For the foregoing reasons it is apparent that the Commonwealth’s evidence failed to establish any type of a conspiratorial relationship involving the appellees herein prior to the favorable admission decision by Temple. They have also failed to establish former Representative Wojdak’s complicity as to any of the alleged charges. We do, however, find that a prima facie case has been established as to Lynch relating to the charge of conspiracy (with Biener) to commit theft by deception.
Accordingly, the Order of the Superior Court affirming the dismissal of the count charging Senator Lynch with Conspiracy to Commit Theft by Deception is reversed and the said count is reinstated. The Order of the Superior Court as to all of the remaining counts is affirmed.
*380ORDER
The Court being equally divided as to No. 1428 charging appellee Lynch with the crime of attempted theft by deception, the order of the Superior Court as to this count is affirmed.
LARSEN, J., concurs in the result. ROBERTS, C.J., filed a concurring and dissenting opinion in which McDERMOTT, J., joins. HUTCHINSON, J., filed a concurring and dissenting opinion. FLAHERTY, J., did not participate in the decision of this case.The instant matter was reassigned to this writer on June 29, 1983.
. The preliminary hearing court discharged appellees on charges of official oppression, 18 Pa.C.S. § 5301, and held them for trial on the remaining charges. The Commonwealth has not contested the dismissal of the official oppression charges.
. Judge Lavelle was assigned by order of the Chief Justice pursuant to Pa.RJ.A. 701.
. The Commonwealth has not suggested that it has available any additional evidence other than that presented at the preliminary hearing. They have based their argument solely upon the record of the preliminary hearing.
. There was a discrepancy between the testimony of Dr. Goldenberg and Biener as to the anticipated amount to be paid to Biener. Dr. *366Goldenberg testified that Biener had requested the sum of Fifteen Thousand ($15,000) Dollars.
. Another conflict between Dr. Goldenberg’s and Biener’s versions of the events related to who made the telephone call between Dr. Goldenberg and Biener concerning the fact of admission. It was Biener’s testimony that Dr. Goldenberg made the call to him wherein he (Biener) was first apprised of Andrew’s admission.
. The Commonwealth introduced certain telephone records which sought to establish the possibility of a communication between Wojdak and Lynch during this crucial period. This evidence, of course, did not establish the actual parties participating in these calls or the subject matter discussed.
. Since there is no evidence of an improper “decision, vote, recommendation or other exercise of official discretion” relating to a *372“judicial administrative or legislative proceeding”, subsection 2 of section 4701 is clearly inapplicable. Similarly, there is no suggestion of an attempt to violate “a known legal duty as a public servant or party official”. Thus subsection 3 is likewise inapplicable.
. In later conversation Lynch inquired as to the applicant’s first name.

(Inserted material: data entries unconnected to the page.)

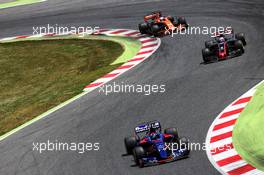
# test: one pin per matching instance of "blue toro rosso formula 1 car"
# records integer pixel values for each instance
(154, 147)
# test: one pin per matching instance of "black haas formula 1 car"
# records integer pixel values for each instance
(155, 147)
(224, 46)
(158, 25)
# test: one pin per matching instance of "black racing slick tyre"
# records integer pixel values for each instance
(206, 55)
(241, 36)
(208, 44)
(143, 28)
(138, 154)
(174, 132)
(130, 144)
(239, 46)
(171, 18)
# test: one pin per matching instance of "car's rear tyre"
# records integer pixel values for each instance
(182, 20)
(130, 143)
(184, 144)
(143, 28)
(208, 44)
(206, 55)
(241, 36)
(174, 132)
(171, 18)
(239, 45)
(138, 154)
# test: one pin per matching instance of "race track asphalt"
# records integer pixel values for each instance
(195, 93)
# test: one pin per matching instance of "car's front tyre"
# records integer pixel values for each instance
(138, 154)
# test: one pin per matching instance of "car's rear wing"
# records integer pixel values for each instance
(153, 15)
(146, 126)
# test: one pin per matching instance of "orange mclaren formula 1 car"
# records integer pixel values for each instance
(158, 25)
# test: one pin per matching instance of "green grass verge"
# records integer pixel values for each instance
(38, 75)
(14, 3)
(249, 131)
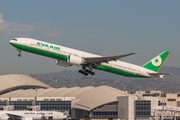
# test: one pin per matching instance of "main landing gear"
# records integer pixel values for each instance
(19, 55)
(86, 71)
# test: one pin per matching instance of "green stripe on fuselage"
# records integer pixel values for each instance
(65, 58)
(41, 52)
(118, 71)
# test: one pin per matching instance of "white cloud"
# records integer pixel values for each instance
(7, 29)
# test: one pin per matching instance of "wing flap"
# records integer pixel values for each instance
(98, 60)
(13, 116)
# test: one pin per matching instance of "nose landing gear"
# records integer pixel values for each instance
(86, 71)
(19, 55)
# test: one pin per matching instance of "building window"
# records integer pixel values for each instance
(171, 99)
(143, 108)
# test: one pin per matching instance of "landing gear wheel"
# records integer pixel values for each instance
(80, 71)
(92, 73)
(86, 74)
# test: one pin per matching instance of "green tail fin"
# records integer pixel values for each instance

. Although a possible violation of the Code of Ethics for the General Assembly was not raised, it may well be that the legislature will enact laws concerning the admissions policies of educational institutions receiving financial support through legislative appropriations and to define the extent to which legislators may be involved in the admissions process of such institutions.
. It was stipulated that Lynch and Wojdak shared a Harrisburg apartment with two other individuals.
. Section 3922 is also derived from the Model Penal Code.